用户闭环评估多模态LLM在活动辅助中的应用,Socratic模型表现更优

🎯 匹配领域: 支柱六:视频提取与匹配 (Video Extraction) 支柱九:具身大模型 (Embodied Foundation Models)

关键词: 多模态LLM 活动辅助 用户闭环评估 Socratic模型 视觉条件语言模型

📋 核心要点

  1. 现有方法难以有效利用长时间视觉历史进行活动辅助,尤其是在用户参与的闭环场景中。
  2. 论文提出使用Socratic模型和VCLM,通过用户闭环实验评估多模态LLM在活动辅助中的性能。
  3. 实验结果表明,Socratic模型在离线和在线环境中均优于VCLM,但长时视觉历史仍具挑战。

📝 摘要(中文)

本研究旨在评估基于大型语言模型(LLM)的多模态推理模型在视觉驱动的日常活动辅助中的能力。这类助手需要能够:1)编码来自助手传感器(如摄像头)的相关视觉历史;2)预测完成活动所需的未来动作;3)根据用户反馈进行重新规划。为了评估前两个能力,即视觉历史的短时和长时有效性,我们使用离线数据集对Socratic模型和视觉条件语言模型(VCLM)这两类主流多模态LLM方法进行了基于视频的动作预测任务的基准测试。然而,这些离线基准测试无法实现与用户的闭环,而这对于评估重新规划能力和衡量辅助场景中活动完成的成功率至关重要。为此,我们进行了一项首次用户研究,招募了18名参与者,佩戴名为Aria的以自我为中心的观察设备,并遵循多模态LLM的辅助,执行3种不同的多步骤烹饪活动。研究发现,Socratic方法在离线和在线环境中均优于VCLM。我们进一步强调了在活动辅助中常见的长时间视觉历史对当前模型仍然具有挑战性,特别是对于VCLM,并证明了离线指标并不能代表在线性能。

🔬 方法详解

问题定义:论文旨在解决多模态LLM在活动辅助场景中的应用评估问题,特别是如何有效地利用视觉信息,预测未来动作,并根据用户反馈进行动态调整。现有方法主要集中在离线数据集上的基准测试,缺乏与用户的闭环交互,无法真实反映模型在实际辅助场景中的性能。此外,长时间视觉历史的处理也是一个挑战,现有模型难以有效利用这些信息进行准确预测。

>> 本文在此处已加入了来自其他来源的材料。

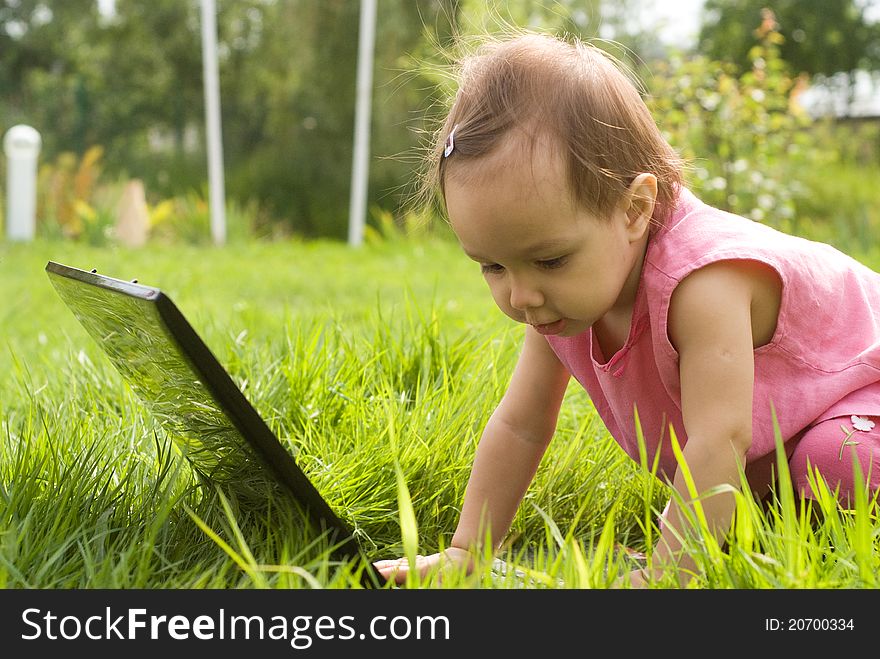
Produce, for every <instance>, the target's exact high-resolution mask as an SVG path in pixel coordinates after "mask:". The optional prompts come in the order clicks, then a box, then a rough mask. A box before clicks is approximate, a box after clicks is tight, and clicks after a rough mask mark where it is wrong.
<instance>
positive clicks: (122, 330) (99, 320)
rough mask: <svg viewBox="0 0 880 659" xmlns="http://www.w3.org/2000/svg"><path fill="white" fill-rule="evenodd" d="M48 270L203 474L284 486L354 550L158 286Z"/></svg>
mask: <svg viewBox="0 0 880 659" xmlns="http://www.w3.org/2000/svg"><path fill="white" fill-rule="evenodd" d="M46 272H47V274H48V275H49V278H50V280H51V281H52V284H53V285H54V287H55V289H56V290H57V292H58V294H59V295H60V297H61V299H62V300H63V301H64V302H65V303H66V304H67V306H68V307H70V309H71V311H72V312H73V314H74V315H75V316H76V318H77V319H78V320H79V322H80V323H81V324H82V326H83V327H84V328H85V330H86V331H87V332H88V334H90V335H91V337H92V338H93V339H94V340H95V341H96V342H97V343H98V345H100V346H101V348H103V350H104V352H105V353H106V354H107V356H108V357H109V358H110V361H111V362H112V363H113V365H114V366H115V367H116V369H117V370H118V371H119V373H120V374H121V375H122V377H123V378H124V379H125V380H126V381H127V382H128V383H129V385H130V386H131V388H132V390H133V391H134V392H135V394H136V395H137V396H138V397H139V398H140V399H141V400H142V401H143V402H144V403H145V404H146V405H147V406H148V408H149V409H150V410H151V412H152V413H153V415H154V416H155V417H156V419H157V420H158V421H159V422H160V423H161V424H162V426H163V427H164V429H165V430H166V431H167V432H168V434H169V435H170V436H171V438H172V439H173V441H174V442H175V443H176V444H177V446H178V447H179V448H180V450H181V452H182V453H183V455H184V456H185V457H186V459H187V460H189V462H190V463H191V464H192V466H193V467H194V469H195V470H196V471H197V472H198V473H199V474H200V475H201V476H203V477H204V478H206V479H208V480H210V481H211V482H215V483H219V484H220V485H222V486H225V487H226V488H228V489H231V490H234V491H235V492H236V493H240V494H242V495H244V496H246V497H256V498H262V499H263V500H265V499H266V497H271V496H273V495H274V494H275V493H276V492H277V491H278V490H279V489H281V490H286V491H287V493H288V494H290V495H292V496H293V498H294V500H295V501H296V502H297V503H298V504H300V505H301V506H302V507H303V509H304V510H305V511H306V512H307V513H308V514H309V515H310V516H311V517H312V519H313V521H315V522H317V523H318V525H319V528H322V529H323V530H326V531H329V532H330V533H331V534H332V536H333V537H334V539H335V541H336V542H338V543H341V545H340V549H339V551H338V552H337V554H338V555H342V556H356V555H357V554H358V545H357V544H356V541H355V540H354V538H353V533H352V530H351V529H350V528H349V526H348V525H347V524H346V523H345V522H343V521H342V520H341V519H340V518H339V517H338V516H337V515H336V514H335V513H334V512H333V510H332V509H331V508H330V506H329V505H328V504H327V502H326V501H325V500H324V498H323V497H322V496H321V495H320V493H319V492H318V491H317V490H316V489H315V488H314V486H313V485H312V483H311V482H310V481H309V479H308V478H307V477H306V475H305V474H304V473H303V472H302V471H301V470H300V468H299V466H298V465H297V464H296V462H295V461H294V459H293V457H292V456H291V454H290V453H289V452H288V450H287V449H286V448H285V447H284V446H283V445H282V444H281V443H280V442H279V441H278V438H277V437H276V436H275V434H274V433H273V432H272V431H271V430H270V429H269V427H268V426H267V425H266V423H265V422H264V421H263V419H262V418H261V417H260V415H259V414H258V413H257V412H256V410H255V409H254V408H253V407H252V406H251V404H250V403H249V402H248V401H247V400H246V399H245V397H244V395H243V394H242V393H241V390H240V389H239V388H238V387H237V386H236V385H235V383H234V382H233V381H232V379H231V378H230V376H229V374H228V373H227V372H226V370H225V369H224V368H223V367H222V366H221V365H220V363H219V362H218V361H217V359H216V358H215V357H214V355H213V354H212V353H211V351H210V350H209V349H208V347H207V346H206V345H205V343H204V342H203V341H202V340H201V338H200V337H199V336H198V334H197V333H196V332H195V330H193V328H192V327H191V326H190V324H189V322H188V321H187V320H186V318H184V316H183V314H182V313H181V312H180V311H179V310H178V309H177V307H176V306H175V305H174V304H173V302H172V301H171V300H170V299H169V298H168V297H167V296H166V295H165V294H163V293H162V291H160V290H159V289H157V288H152V287H148V286H142V285H139V284H135V283H130V282H125V281H122V280H118V279H113V278H110V277H105V276H102V275H98V274H96V273H95V272H86V271H84V270H79V269H76V268H71V267H69V266H65V265H61V264H59V263H54V262H52V261H50V262H49V263H48V264H47V266H46Z"/></svg>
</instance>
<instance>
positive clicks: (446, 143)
mask: <svg viewBox="0 0 880 659" xmlns="http://www.w3.org/2000/svg"><path fill="white" fill-rule="evenodd" d="M456 128H458V124H455V125H454V126H453V127H452V130H451V131H449V135H448V136H447V137H446V144H445V145H444V146H443V157H444V158H448V157H449V154H450V153H452V150H453V149H454V148H455V129H456Z"/></svg>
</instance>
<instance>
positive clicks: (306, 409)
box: [0, 240, 880, 588]
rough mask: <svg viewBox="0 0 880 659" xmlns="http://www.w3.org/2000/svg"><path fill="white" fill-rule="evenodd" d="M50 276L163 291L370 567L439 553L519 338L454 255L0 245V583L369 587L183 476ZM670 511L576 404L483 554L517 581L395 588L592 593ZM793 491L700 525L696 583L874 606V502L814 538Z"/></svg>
mask: <svg viewBox="0 0 880 659" xmlns="http://www.w3.org/2000/svg"><path fill="white" fill-rule="evenodd" d="M48 260H54V261H59V262H62V263H65V264H68V265H72V266H75V267H79V268H82V269H86V270H88V269H91V268H96V269H97V270H98V271H99V272H100V273H102V274H106V275H108V276H111V277H116V278H119V279H134V278H137V279H138V280H139V281H140V282H141V283H143V284H147V285H151V286H157V287H160V288H162V289H163V290H164V291H165V292H166V293H167V294H168V295H169V296H170V297H171V298H172V299H173V300H174V302H175V303H176V304H177V305H178V306H179V307H180V308H181V310H182V311H183V312H184V313H185V314H186V315H187V316H188V318H189V319H190V321H191V322H192V324H193V325H194V327H195V328H196V329H197V330H198V331H199V332H200V333H201V334H202V336H203V338H204V339H205V340H206V342H207V343H208V345H209V347H210V348H211V349H212V350H213V351H214V353H215V354H216V355H217V357H218V359H219V360H220V361H221V363H223V364H224V365H225V366H227V368H228V369H229V370H230V372H231V373H232V375H233V377H234V379H235V380H236V382H237V384H238V385H239V386H240V387H241V388H242V390H243V391H244V393H245V395H246V396H247V397H248V399H249V400H250V401H251V403H253V405H254V406H255V407H256V408H257V410H258V411H259V412H260V413H261V414H262V416H263V417H264V418H265V419H266V420H267V422H268V423H269V425H270V426H271V427H272V428H273V430H274V431H275V432H276V433H277V434H278V436H279V437H281V438H283V441H285V442H286V443H287V444H288V446H289V448H290V450H291V452H292V453H293V454H295V456H296V458H297V460H298V462H299V464H300V465H301V467H302V468H303V469H304V471H305V472H306V473H307V474H308V476H309V477H310V478H311V479H312V481H313V482H314V484H315V486H316V487H317V488H318V489H319V490H320V491H321V492H322V494H324V496H325V497H326V498H327V500H328V501H329V502H330V503H331V505H332V506H333V507H334V508H335V509H336V510H337V512H338V513H339V514H340V516H341V517H343V518H344V519H345V520H346V521H348V522H349V523H350V524H351V525H352V526H354V527H355V528H356V530H357V535H358V538H359V541H360V543H361V545H362V547H363V549H364V552H365V554H366V555H367V556H368V557H370V558H371V559H378V558H389V557H396V556H398V555H402V554H403V553H404V552H407V553H415V552H416V551H418V552H419V553H423V554H424V553H431V552H433V551H436V550H437V549H438V548H440V547H443V546H444V545H445V544H447V543H448V542H449V539H450V537H451V534H452V532H453V531H454V528H455V524H456V521H457V517H458V507H459V505H460V502H461V499H462V495H463V492H464V487H465V484H466V481H467V476H468V473H469V471H470V464H471V460H472V456H473V451H474V447H475V445H476V442H477V440H478V438H479V434H480V431H481V429H482V426H483V424H484V423H485V421H486V419H487V418H488V416H489V414H491V412H492V409H493V408H494V405H495V404H496V402H497V400H498V399H499V398H500V396H501V395H502V393H503V391H504V387H505V385H506V382H507V379H508V377H509V374H510V371H511V369H512V367H513V363H514V360H515V356H516V353H517V349H518V344H519V340H520V335H521V329H520V328H518V327H516V326H515V325H514V324H513V323H512V322H511V321H509V320H507V319H506V318H504V317H503V316H502V315H501V313H500V312H499V311H497V309H496V308H495V307H494V305H493V304H492V301H491V298H490V296H489V293H488V291H487V290H486V288H485V285H484V284H483V282H482V281H481V279H480V276H479V272H478V268H477V267H476V266H475V265H474V264H472V263H471V262H470V261H468V260H467V259H466V258H465V257H464V256H463V255H462V254H461V253H460V251H459V249H458V247H457V246H456V245H454V244H452V243H449V242H443V241H441V240H433V241H432V240H426V241H424V242H412V243H407V242H399V243H395V242H389V243H385V244H379V245H368V246H365V247H363V248H361V249H358V250H352V249H350V248H348V247H346V246H344V245H341V244H336V243H329V242H328V243H322V242H314V243H297V242H285V243H256V242H254V243H247V244H235V245H230V246H229V247H226V248H223V249H215V248H195V247H185V246H173V247H170V246H156V247H151V248H149V249H143V250H125V249H121V248H103V249H98V248H90V247H86V246H82V245H76V244H72V243H69V242H37V243H34V244H31V245H9V244H0V295H2V297H3V299H4V300H5V302H6V303H5V304H4V306H3V308H2V311H0V336H2V337H3V342H4V345H3V346H2V350H0V374H2V376H0V585H2V586H4V587H6V588H207V587H211V588H252V587H276V588H312V587H321V588H349V587H353V586H357V584H358V572H359V570H361V569H362V568H363V566H362V565H358V564H357V563H354V562H353V563H350V564H348V563H346V564H340V563H338V562H335V561H332V560H330V559H329V558H328V551H329V550H328V547H327V546H326V544H325V543H323V542H321V541H316V540H315V534H314V533H313V531H312V530H311V529H309V528H307V527H306V525H305V523H304V521H303V519H302V518H301V516H300V515H299V514H298V513H297V511H296V510H292V509H291V508H290V507H288V506H286V505H284V502H283V501H281V500H275V501H269V502H265V503H262V504H255V503H253V502H250V501H247V500H245V499H243V498H241V497H239V496H237V495H236V492H234V491H232V492H218V491H217V490H214V489H212V488H210V487H207V486H204V485H202V484H201V483H200V482H199V481H198V480H196V479H195V478H194V476H193V473H192V472H191V470H189V469H188V466H187V464H186V463H185V461H183V460H182V459H181V458H180V457H179V455H178V454H177V453H176V452H175V451H174V449H173V448H172V445H171V444H170V440H169V438H168V437H167V436H166V435H165V434H164V433H163V431H162V428H161V427H160V426H159V425H158V424H157V422H156V421H155V420H154V419H153V418H151V416H150V414H149V412H148V411H147V409H146V408H145V407H143V406H142V405H141V404H140V402H139V401H138V400H137V399H136V397H135V396H134V394H133V393H132V392H131V391H130V389H129V388H128V387H127V386H126V385H125V383H124V382H123V381H122V379H121V378H120V376H119V375H118V374H117V373H116V372H115V370H114V369H113V367H112V366H111V365H110V364H109V362H108V361H107V360H106V358H105V357H104V355H103V353H102V352H101V351H100V349H98V348H97V346H95V345H94V344H93V343H92V341H91V339H90V338H89V337H88V335H86V333H85V332H84V330H82V328H81V327H80V326H79V324H78V323H77V322H76V320H75V319H74V318H73V316H72V314H71V313H70V312H69V311H68V310H67V308H66V307H65V306H64V305H63V303H62V302H61V300H60V299H59V298H58V297H57V295H56V294H55V291H54V290H53V289H52V287H51V284H50V283H49V281H48V278H47V277H46V275H45V273H44V272H43V268H44V267H45V265H46V262H47V261H48ZM874 265H875V266H876V263H875V264H874ZM666 494H667V492H666V491H665V490H664V488H663V487H661V486H660V485H659V484H658V483H657V482H656V481H655V480H654V479H653V477H652V476H651V475H650V474H648V473H645V472H644V471H642V470H641V469H640V468H639V467H638V465H635V464H633V463H632V462H631V461H630V460H629V459H628V458H627V457H626V456H625V455H624V454H623V452H622V451H621V450H620V449H619V448H618V447H617V445H616V444H615V443H614V442H613V441H612V440H611V438H610V437H609V436H608V434H607V431H606V430H605V428H604V426H603V425H602V423H601V421H600V420H599V419H598V417H597V416H596V414H595V412H594V410H593V408H592V406H591V404H590V402H589V400H588V399H587V397H586V395H585V394H584V392H583V391H582V390H580V389H579V388H578V387H577V386H574V385H572V386H571V387H570V388H569V392H568V396H567V399H566V402H565V404H564V406H563V412H562V416H561V419H560V423H559V429H558V433H557V436H556V438H555V440H554V442H553V443H552V445H551V447H550V449H549V451H548V454H547V455H546V457H545V459H544V461H543V462H542V464H541V467H540V469H539V473H538V476H537V478H536V480H535V482H534V483H533V485H532V487H531V488H530V490H529V492H528V494H527V496H526V499H525V501H524V502H523V505H522V506H521V508H520V511H519V513H518V515H517V517H516V519H515V521H514V525H513V529H512V531H511V534H510V536H509V538H508V539H507V542H506V544H505V549H504V551H503V552H502V554H501V556H500V557H501V558H502V559H504V561H505V562H506V565H507V566H513V567H515V568H516V569H506V570H502V569H500V567H501V566H500V565H499V564H498V563H497V562H496V563H495V564H494V565H493V563H492V561H490V560H486V561H485V565H484V566H482V567H481V569H479V570H477V572H476V573H475V574H473V575H471V576H469V577H465V576H464V575H455V574H453V575H448V576H447V577H445V578H444V579H443V581H442V583H438V582H437V581H436V580H435V579H434V578H433V577H429V578H428V579H427V580H426V581H425V582H424V583H422V584H418V583H413V584H412V585H431V586H438V585H439V586H441V587H444V588H460V587H482V588H520V587H535V588H556V587H569V588H583V587H599V588H602V587H608V586H610V585H612V584H613V582H614V581H615V579H616V578H617V577H618V576H619V575H621V574H623V573H624V572H625V571H626V570H628V569H630V568H631V567H632V565H633V563H632V559H630V558H629V557H628V556H627V554H626V553H625V552H621V551H619V549H618V547H619V546H620V545H626V546H629V547H633V548H636V549H639V550H644V549H645V548H646V547H647V546H650V544H651V537H652V536H653V535H655V534H656V532H657V530H656V527H655V526H654V520H655V517H656V514H657V510H658V509H659V508H661V507H662V506H663V505H664V503H665V495H666ZM790 494H791V493H790V491H789V492H787V493H786V492H785V491H783V492H781V493H780V500H779V501H778V502H777V505H775V506H772V507H771V508H770V509H769V510H761V509H759V508H758V507H757V506H755V504H754V502H753V501H751V500H750V499H749V498H748V497H744V496H740V498H739V503H738V506H739V507H738V511H737V523H736V525H735V527H734V529H733V531H732V534H731V537H730V538H729V542H728V547H727V551H724V552H722V551H721V549H720V548H719V547H718V546H717V544H716V543H714V541H713V540H712V539H711V537H710V536H709V535H708V534H706V533H702V532H701V530H700V528H699V525H698V524H695V526H694V529H693V533H692V536H690V537H688V538H687V539H686V540H687V544H688V545H689V546H690V548H691V550H692V553H693V554H694V555H695V557H696V558H697V560H698V562H699V564H700V566H701V568H702V570H703V572H702V574H701V575H700V576H699V577H698V578H697V579H695V580H694V581H693V582H692V587H696V588H800V587H813V588H873V587H876V586H877V574H878V563H880V561H878V552H877V547H878V532H880V522H878V519H877V509H876V506H875V505H873V504H869V503H865V502H862V504H861V505H860V507H859V508H858V509H857V510H856V511H855V512H844V511H838V510H837V509H836V507H835V506H834V504H833V502H831V500H830V498H829V500H828V501H824V502H820V504H819V506H820V507H821V509H822V512H823V514H824V519H823V521H822V522H821V523H819V524H817V525H812V524H811V523H810V522H809V520H808V519H807V518H806V517H805V516H804V515H798V513H796V512H795V506H794V505H793V502H792V501H791V500H790ZM410 503H411V504H412V514H411V515H410V514H409V512H408V511H409V510H410V508H409V505H408V504H410ZM400 511H403V514H401V512H400ZM487 558H488V557H487ZM654 585H656V586H658V587H667V586H670V585H671V584H670V583H668V582H662V581H661V582H657V583H656V584H654Z"/></svg>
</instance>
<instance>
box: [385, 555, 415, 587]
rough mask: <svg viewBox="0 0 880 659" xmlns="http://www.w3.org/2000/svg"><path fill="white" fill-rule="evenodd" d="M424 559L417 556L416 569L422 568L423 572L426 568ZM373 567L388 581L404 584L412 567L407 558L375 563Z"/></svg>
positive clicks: (402, 558) (387, 560)
mask: <svg viewBox="0 0 880 659" xmlns="http://www.w3.org/2000/svg"><path fill="white" fill-rule="evenodd" d="M424 558H425V557H424V556H416V567H417V568H418V567H421V568H422V571H423V572H424V567H425V566H424ZM373 566H374V567H375V568H376V569H377V570H379V574H381V575H382V577H383V578H385V579H388V580H391V579H394V582H395V583H404V582H405V581H406V574H407V572H409V567H410V566H409V560H408V559H407V558H406V557H403V558H392V559H386V560H382V561H375V562H374V563H373Z"/></svg>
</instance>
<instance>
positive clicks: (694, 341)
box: [655, 261, 756, 581]
mask: <svg viewBox="0 0 880 659" xmlns="http://www.w3.org/2000/svg"><path fill="white" fill-rule="evenodd" d="M754 268H755V265H754V264H751V263H747V262H735V261H724V262H720V263H715V264H712V265H709V266H706V267H705V268H701V269H700V270H697V271H696V272H694V273H693V274H691V275H690V276H688V277H687V278H686V279H684V280H683V281H682V282H681V283H680V284H679V286H678V287H677V288H676V290H675V292H674V293H673V297H672V300H671V302H670V306H669V321H668V331H669V338H670V341H671V342H672V344H673V345H674V346H675V348H676V350H677V351H678V353H679V371H680V376H681V403H682V416H683V421H684V427H685V431H686V433H687V443H686V445H685V446H684V448H683V450H682V454H683V457H684V459H685V461H686V463H687V466H688V469H689V470H690V473H691V476H692V477H693V480H694V485H695V487H696V491H697V493H698V494H703V493H705V492H706V491H707V490H709V489H711V488H712V487H714V486H717V485H722V484H730V485H732V486H734V487H736V488H738V487H739V485H740V478H739V473H738V470H737V465H738V464H740V465H743V466H744V465H745V455H746V452H747V451H748V449H749V447H750V446H751V442H752V398H753V390H754V347H753V345H754V344H753V338H752V321H751V307H752V303H753V300H754V297H755V294H754V290H755V284H754V282H755V281H756V277H755V271H754ZM672 485H673V487H674V488H675V490H676V491H677V492H678V493H679V494H680V495H681V500H682V501H684V502H685V503H686V505H688V507H691V504H690V503H689V502H690V501H691V499H692V496H691V495H690V493H689V491H688V487H687V484H686V482H685V478H684V476H683V474H682V471H681V469H680V468H679V469H677V470H676V473H675V477H674V480H673V484H672ZM701 503H702V507H703V512H704V514H705V516H706V521H707V523H708V525H709V528H710V529H711V530H712V531H713V532H714V533H715V536H716V538H718V539H719V540H720V539H721V538H722V537H723V535H724V534H725V533H726V532H727V531H728V529H729V528H730V523H731V519H732V516H733V511H734V508H735V499H734V496H733V494H732V493H729V492H728V493H720V494H715V495H712V496H708V497H706V498H703V499H701ZM664 526H665V528H664V530H663V533H662V535H661V538H660V542H659V543H658V545H657V548H656V551H655V559H659V561H660V563H661V564H662V563H663V562H664V561H666V560H672V561H673V562H677V563H678V565H679V567H680V568H681V569H682V570H683V572H682V573H681V574H682V581H686V578H685V576H684V575H685V574H686V572H687V571H689V570H692V569H693V568H694V563H693V561H692V560H691V559H690V558H689V557H687V556H682V555H681V544H680V542H679V540H678V539H677V538H676V537H675V533H674V532H673V529H675V528H678V529H683V528H686V526H687V524H686V522H685V520H684V517H683V514H682V510H681V508H680V507H679V506H678V505H677V504H676V502H675V497H674V498H673V502H672V503H671V505H670V507H669V510H668V512H667V516H666V519H665V525H664Z"/></svg>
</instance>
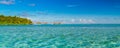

核心思路:论文的核心思路是通过构建一个用户闭环的评估框架,让参与者在实际的活动(烹饪)中与多模态LLM进行交互,从而更全面地评估模型的性能。同时,对比Socratic模型和VCLM两种不同的多模态LLM方法,分析它们在处理短时和长时视觉历史方面的优劣。

技术框架:整体框架包含离线基准测试和在线用户研究两个部分。离线部分使用视频数据集评估模型在动作预测任务上的性能。在线部分,参与者佩戴Aria设备,该设备捕捉第一人称视角的视频,然后将视频输入到多模态LLM中,LLM给出下一步动作的建议,参与者根据建议执行动作,并提供反馈。整个过程形成一个闭环,可以评估模型的重新规划能力和活动完成的成功率。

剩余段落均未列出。